There’s been an alarming amount of science skepticism in recent years. When vaccines rolled out for COVID-19, we should have been celebrating that we had a solution to a disease that killed more than 6.7 million people in the last 3 years.

Instead, we’ve seen a significant amount of vaccine fear and skepticism, with arguments focusing on everything from its effectiveness (“if you get vaccinated, you still can get COVID, so what’s the point?”) to potential side effects (“Vaccines make you sick, or cause heart problems!”).

These fears aren’t totally unfounded. This is the largest-scale rollout of a vaccine that uses mRNA, rather than a neutralized viral particle, in order to generate immunity. And these vaccines were deployed quickly, thanks to the acceleration of President Trump’s Operation Warp Speed effort.

Unfortunately, fears tend to move faster than scientific reassurances.

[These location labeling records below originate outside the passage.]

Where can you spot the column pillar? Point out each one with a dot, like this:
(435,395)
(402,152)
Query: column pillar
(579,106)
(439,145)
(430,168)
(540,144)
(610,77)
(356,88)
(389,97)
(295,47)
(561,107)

Science, after all, requires data, while fear requires nothing more than the “Share” or “Retweet” button.

So it wasn’t until January of this year, 2023, that a paper was published in Circulation, a journal of the American Heart Association, discussing the detection of a COVID protein in patients with heart inflammation.

But this protein wasn’t from an infection. It was from the vaccine.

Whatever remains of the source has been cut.